[1] Ranesmee Feith Kenneth

209 24 1
                                    

7 Tahun berlalu

Morcote/Swiss

"Tumbuhlah, perlahan. Seolah waktu sedang berjalan lambat, berikan pada dirimu sendiri waktu untuk menikmati setiap langkah, karena terkadang berlari sekuat tenaga hanya akan membuatmu lelah, cukup menikmati perjalanan dan berusaha dengan kemampuanmu yang ada."

Pavel pejamkan mata, oleh rasa lelah yang menderanya seharian ini. Ia benar-benar butuh waktu untuk tidur usai memasukkan puluhan domba di dalam kandang, juga mengumpulkan buah anggur untuk di bawah ke beberapa toko buah yang ada di kota.

Tujuh tahun berlalu, setelah Pavel memutuskan untuk tinggalkan Enschede dan semua kenangan yang pernah terjadi di sana, baik kenangan indah ataupun kenangan buruk yang menyakitkan, tanpa meninggalkan jejak apa pun untuk mereka agar menemukannya.
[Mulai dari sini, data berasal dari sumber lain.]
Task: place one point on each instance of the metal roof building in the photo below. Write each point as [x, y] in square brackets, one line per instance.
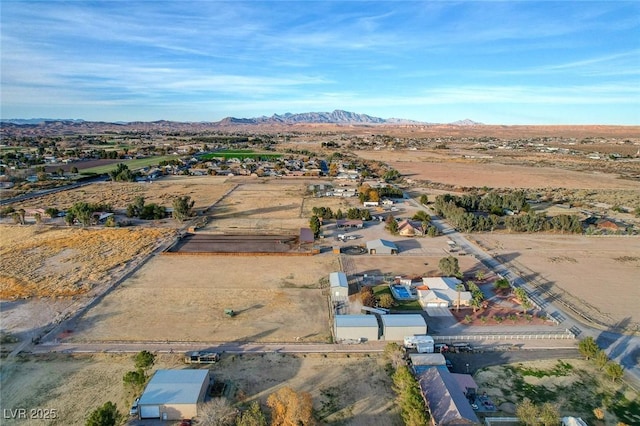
[447, 404]
[174, 394]
[380, 246]
[396, 327]
[356, 327]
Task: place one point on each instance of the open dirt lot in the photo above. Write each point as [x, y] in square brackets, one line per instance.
[183, 298]
[356, 391]
[205, 191]
[259, 206]
[601, 271]
[62, 262]
[424, 165]
[576, 387]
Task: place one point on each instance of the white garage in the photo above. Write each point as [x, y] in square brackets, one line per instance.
[174, 394]
[356, 327]
[396, 327]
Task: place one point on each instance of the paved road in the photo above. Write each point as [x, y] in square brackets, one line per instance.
[622, 348]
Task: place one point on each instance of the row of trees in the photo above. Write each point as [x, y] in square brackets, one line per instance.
[145, 211]
[457, 210]
[408, 393]
[591, 351]
[122, 174]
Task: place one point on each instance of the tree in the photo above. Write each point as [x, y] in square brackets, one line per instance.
[366, 296]
[522, 296]
[549, 414]
[144, 360]
[291, 408]
[601, 359]
[588, 347]
[107, 415]
[386, 301]
[217, 412]
[391, 224]
[502, 284]
[459, 288]
[183, 207]
[253, 416]
[614, 371]
[135, 379]
[527, 412]
[51, 212]
[449, 266]
[394, 353]
[409, 398]
[314, 224]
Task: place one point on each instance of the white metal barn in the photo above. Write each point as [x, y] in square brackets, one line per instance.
[396, 327]
[174, 394]
[380, 246]
[339, 286]
[356, 327]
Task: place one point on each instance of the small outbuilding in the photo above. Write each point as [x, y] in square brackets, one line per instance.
[381, 246]
[174, 394]
[356, 327]
[339, 286]
[396, 327]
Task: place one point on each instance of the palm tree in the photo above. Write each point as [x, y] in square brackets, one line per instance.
[460, 288]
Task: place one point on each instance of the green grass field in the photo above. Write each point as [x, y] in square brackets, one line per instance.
[240, 154]
[132, 164]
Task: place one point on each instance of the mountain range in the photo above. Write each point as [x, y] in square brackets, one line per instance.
[335, 117]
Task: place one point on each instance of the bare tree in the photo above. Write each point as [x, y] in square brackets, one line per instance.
[217, 412]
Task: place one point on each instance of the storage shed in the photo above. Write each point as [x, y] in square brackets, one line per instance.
[380, 246]
[356, 327]
[339, 286]
[174, 394]
[396, 327]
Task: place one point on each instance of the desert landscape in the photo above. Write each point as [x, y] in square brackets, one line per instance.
[51, 273]
[352, 390]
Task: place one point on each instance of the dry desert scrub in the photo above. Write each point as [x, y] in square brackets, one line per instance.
[63, 262]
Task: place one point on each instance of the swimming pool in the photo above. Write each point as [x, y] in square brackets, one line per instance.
[403, 292]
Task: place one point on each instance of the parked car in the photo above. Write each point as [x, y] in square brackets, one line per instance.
[134, 407]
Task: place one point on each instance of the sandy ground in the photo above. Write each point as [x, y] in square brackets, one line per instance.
[260, 207]
[602, 271]
[205, 191]
[183, 298]
[575, 391]
[419, 165]
[354, 391]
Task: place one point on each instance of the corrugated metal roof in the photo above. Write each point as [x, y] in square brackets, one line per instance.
[174, 387]
[404, 320]
[356, 321]
[375, 244]
[447, 403]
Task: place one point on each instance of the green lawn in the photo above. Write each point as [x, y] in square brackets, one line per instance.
[400, 305]
[132, 164]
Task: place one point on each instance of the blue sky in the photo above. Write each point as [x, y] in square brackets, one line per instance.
[498, 62]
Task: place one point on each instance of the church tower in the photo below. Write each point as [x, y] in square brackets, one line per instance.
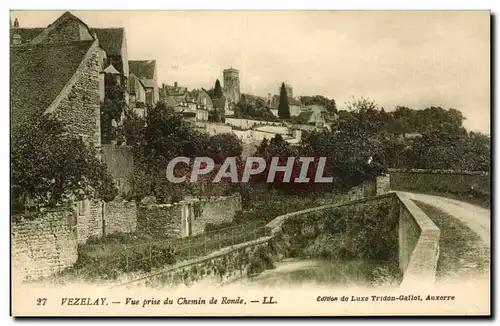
[232, 85]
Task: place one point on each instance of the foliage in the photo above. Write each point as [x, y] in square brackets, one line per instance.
[363, 231]
[132, 128]
[261, 260]
[118, 253]
[50, 167]
[221, 146]
[112, 108]
[166, 135]
[283, 108]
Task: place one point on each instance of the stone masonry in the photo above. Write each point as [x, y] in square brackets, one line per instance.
[42, 246]
[79, 108]
[120, 217]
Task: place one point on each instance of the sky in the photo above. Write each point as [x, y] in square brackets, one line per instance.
[409, 58]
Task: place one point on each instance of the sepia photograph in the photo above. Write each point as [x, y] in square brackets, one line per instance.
[250, 163]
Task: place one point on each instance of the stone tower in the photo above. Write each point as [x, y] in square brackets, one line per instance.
[232, 85]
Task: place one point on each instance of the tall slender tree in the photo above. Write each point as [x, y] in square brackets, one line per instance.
[283, 108]
[217, 90]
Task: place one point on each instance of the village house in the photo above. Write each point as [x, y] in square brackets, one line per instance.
[146, 70]
[294, 104]
[59, 71]
[222, 105]
[112, 41]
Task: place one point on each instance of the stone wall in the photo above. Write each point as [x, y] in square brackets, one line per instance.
[224, 265]
[161, 221]
[213, 210]
[42, 246]
[89, 222]
[443, 181]
[418, 243]
[188, 217]
[418, 248]
[79, 105]
[120, 216]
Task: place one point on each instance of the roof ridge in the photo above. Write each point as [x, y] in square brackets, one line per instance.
[49, 45]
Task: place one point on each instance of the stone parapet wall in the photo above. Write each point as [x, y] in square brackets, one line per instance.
[418, 243]
[162, 221]
[214, 210]
[90, 222]
[188, 217]
[42, 246]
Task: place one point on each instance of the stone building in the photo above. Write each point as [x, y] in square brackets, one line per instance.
[146, 70]
[112, 42]
[60, 71]
[231, 87]
[294, 104]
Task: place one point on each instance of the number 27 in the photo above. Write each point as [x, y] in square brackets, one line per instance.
[41, 301]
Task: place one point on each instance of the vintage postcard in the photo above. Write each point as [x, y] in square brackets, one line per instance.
[250, 163]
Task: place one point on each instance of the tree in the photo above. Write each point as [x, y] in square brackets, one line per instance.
[111, 109]
[328, 104]
[217, 90]
[166, 135]
[221, 146]
[132, 129]
[51, 167]
[283, 108]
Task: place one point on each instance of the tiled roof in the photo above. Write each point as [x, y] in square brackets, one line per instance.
[27, 34]
[170, 102]
[219, 103]
[134, 83]
[148, 82]
[40, 72]
[294, 101]
[275, 101]
[67, 16]
[143, 69]
[111, 70]
[110, 39]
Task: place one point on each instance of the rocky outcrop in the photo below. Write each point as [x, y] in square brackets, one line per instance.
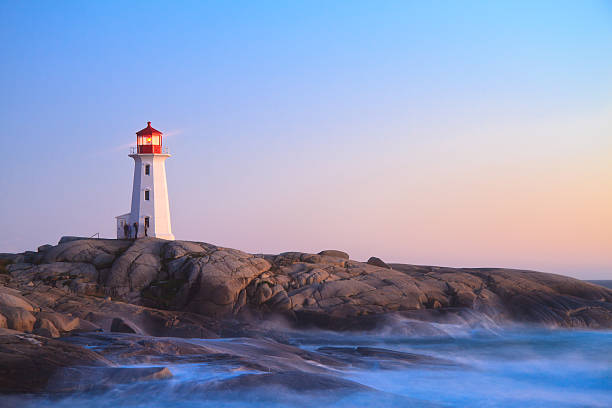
[160, 286]
[29, 362]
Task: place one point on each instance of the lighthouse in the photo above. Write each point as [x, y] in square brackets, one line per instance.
[150, 213]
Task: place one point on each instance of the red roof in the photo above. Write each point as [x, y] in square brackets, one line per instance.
[148, 130]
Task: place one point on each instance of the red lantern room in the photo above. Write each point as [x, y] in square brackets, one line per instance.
[149, 140]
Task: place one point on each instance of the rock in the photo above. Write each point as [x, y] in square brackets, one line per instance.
[29, 361]
[294, 381]
[378, 262]
[18, 319]
[327, 289]
[334, 253]
[9, 300]
[44, 327]
[120, 326]
[73, 379]
[44, 248]
[62, 322]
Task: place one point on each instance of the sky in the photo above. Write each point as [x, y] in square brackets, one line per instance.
[439, 133]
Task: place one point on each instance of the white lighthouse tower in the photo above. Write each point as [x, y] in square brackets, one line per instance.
[150, 214]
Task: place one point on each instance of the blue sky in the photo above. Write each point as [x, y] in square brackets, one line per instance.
[453, 133]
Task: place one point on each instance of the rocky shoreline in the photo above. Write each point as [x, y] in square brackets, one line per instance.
[80, 309]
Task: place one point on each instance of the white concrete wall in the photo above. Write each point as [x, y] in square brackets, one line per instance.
[157, 208]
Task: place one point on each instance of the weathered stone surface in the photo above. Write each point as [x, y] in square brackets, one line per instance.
[378, 262]
[335, 253]
[10, 300]
[63, 322]
[29, 361]
[325, 289]
[18, 319]
[44, 327]
[118, 325]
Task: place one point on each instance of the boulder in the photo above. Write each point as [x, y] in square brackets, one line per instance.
[29, 361]
[18, 319]
[9, 300]
[44, 327]
[378, 262]
[120, 326]
[61, 321]
[335, 253]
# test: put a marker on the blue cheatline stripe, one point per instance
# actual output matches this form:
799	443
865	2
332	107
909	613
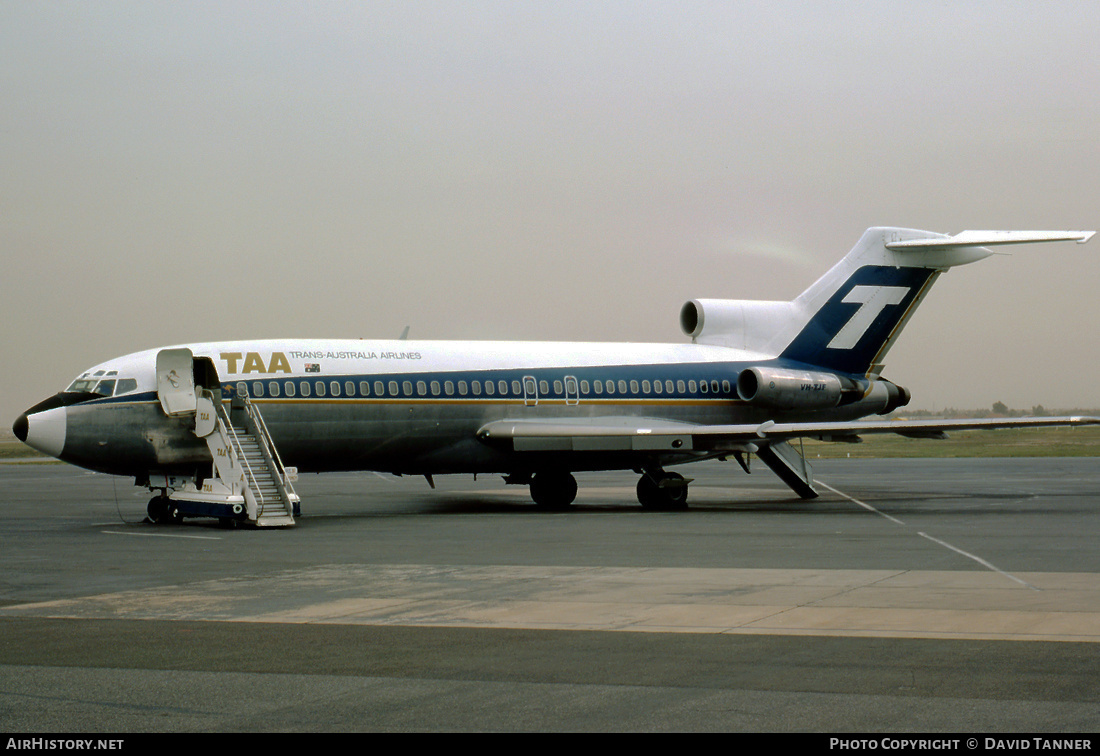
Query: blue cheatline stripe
627	382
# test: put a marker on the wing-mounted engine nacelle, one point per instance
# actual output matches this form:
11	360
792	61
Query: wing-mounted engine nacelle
780	389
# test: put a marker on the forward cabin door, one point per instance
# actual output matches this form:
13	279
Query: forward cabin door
175	381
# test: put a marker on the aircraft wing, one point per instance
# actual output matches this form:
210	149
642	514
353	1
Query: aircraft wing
640	434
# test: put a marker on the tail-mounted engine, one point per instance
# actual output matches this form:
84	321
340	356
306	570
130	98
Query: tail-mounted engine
782	389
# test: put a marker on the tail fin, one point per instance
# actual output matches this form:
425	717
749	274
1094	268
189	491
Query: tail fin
851	316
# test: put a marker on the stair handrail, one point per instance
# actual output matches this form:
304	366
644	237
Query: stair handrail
226	423
257	418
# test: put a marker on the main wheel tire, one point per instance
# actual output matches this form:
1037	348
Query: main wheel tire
553	490
662	497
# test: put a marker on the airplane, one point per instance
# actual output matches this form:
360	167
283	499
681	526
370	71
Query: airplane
207	426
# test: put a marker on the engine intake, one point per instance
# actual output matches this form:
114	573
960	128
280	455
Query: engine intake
781	389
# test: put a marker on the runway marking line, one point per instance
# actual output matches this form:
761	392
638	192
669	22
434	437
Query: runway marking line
934	540
160	535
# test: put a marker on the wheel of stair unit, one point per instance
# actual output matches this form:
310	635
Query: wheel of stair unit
160	511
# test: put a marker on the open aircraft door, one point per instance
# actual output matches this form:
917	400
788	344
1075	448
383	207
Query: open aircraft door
175	381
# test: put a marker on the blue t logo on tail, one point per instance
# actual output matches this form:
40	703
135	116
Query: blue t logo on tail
855	327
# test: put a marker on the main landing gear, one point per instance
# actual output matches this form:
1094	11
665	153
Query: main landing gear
662	491
553	490
658	490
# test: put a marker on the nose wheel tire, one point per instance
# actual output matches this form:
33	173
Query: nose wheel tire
161	511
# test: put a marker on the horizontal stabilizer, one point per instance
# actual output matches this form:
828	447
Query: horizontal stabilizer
989	239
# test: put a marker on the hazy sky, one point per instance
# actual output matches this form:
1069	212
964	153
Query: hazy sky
175	172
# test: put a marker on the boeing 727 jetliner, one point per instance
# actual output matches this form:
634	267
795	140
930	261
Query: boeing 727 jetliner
208	426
Setelah menjalani operasi transpalasi ginjal yang sampai saat ini tak ia ketahui siapa pendonor yang sudah sangat berbaik hati untuk memberikan ginjal itu padanya, dan melahirkan seorang bayi perempuan yang kini sudah berusia tujuh tahun. Pavel memilih untuk tinggal di sebuah desa terpencil di kota Morcote. Meminta izin kepada Airella dan Aiden untuk membiarkannya hidup mandiri bersama sang putri, dan beruntung mereka sangat pengertian dan tak melarangnya untuk melakukan apa pun yang di inginkan. Termasuk meninggalkan semua harta kekayaan mendiang ayahnya Hadley kenneth yang sudah di wariskan untuknya.

"Pah, apa aku membuatmu sedih?!"

Ranesmee duduk di atas ranjang, menyentuh wajah Pavel yang menatapnya kalut. Amati wajah putrinya dengan hati yang penuh sesal, dan hanya bisa menarik napas panjang, untuk menghilangkan rasa itu.

"No," jawab Pavel menggeleng pelan.

"Lalu, mengapa Anda selalu menangis ketika aku sedang tidur?!"

Menarik napas berat, bahkan sejak dulu ia selalu gagal menyembunyikan kesedihannya, terlebih gadis kecilnya terlalu pekah dan pandai, hingga bisa menebak jika ia sedang bersedih.

"Aku menyayangimu, hingga membuat dadaku terasa sesak."

"Aku tak ingin melihatmu selalu menangis, apa karena aku selalu berbuat ulah di sekolah hingga membuatmu malu? Mungkin kau merasa gagal mendidikku?"

Pavel lagi-lagi menarik napas berat. Bagaimana mungkin, putrinya yang masih berusia tujuh tahun tetapi memiliki pemikiran demikian?

"No, Rane. Sekalipun aku tak pernah merasa malu, meski kau melakukan kesalahan di sekolah. Sebab ada hal yang paling aku takutkan di dunia ini, dimana Tuhan mencabut nyawaku lebih cepat, dan kamu tumbuh tanpa kasih sayang dariku."

"Tuhan tak akan sekejam itu padamu, Pah. Tuhan tak akan membuatku bersedih dengan cara mengambilmu dariku. Aku minta maaf jika selalu membuat kesalahan."

Pavel terisak, sebab apa yang di katakan putrinya saat ini begitu sama dengan apa yang pernah Tin ucapkan padanya dulu, ketika ia hendak menggunggurkan bayi pertama mereka. Ia terus mengingat, bagaimana pria itu memohon dan meminta maaf padanya. Tak tahu tepatnya, kapan ia mulai jatuh cinta kepada pria itu. Hingga di hari-hari berikutnya, akhirnya ia bisa merasakan betapa ia sangat mencintai pria itu, sebelum satu kesalahan yang di lakukan pria itu padanya. Pavel membenamkan separuh wajah di bantal ketika kenangan indah kembali hadir di ingatan.

"Apakah aku mengingatkanmu padanya?"

"Apa maksudmu? Apa yang sedang kau biacarakan? Aku tak memikirkan siapa pun," balas Pavel dengan suara bergetar.

"Anda berbohong, aku tahu. Jika saat ini kau sedang bersedih karenanya, my Dad."

"Aku rasa kau masih kecil untuk mengerti semuanya, Rane."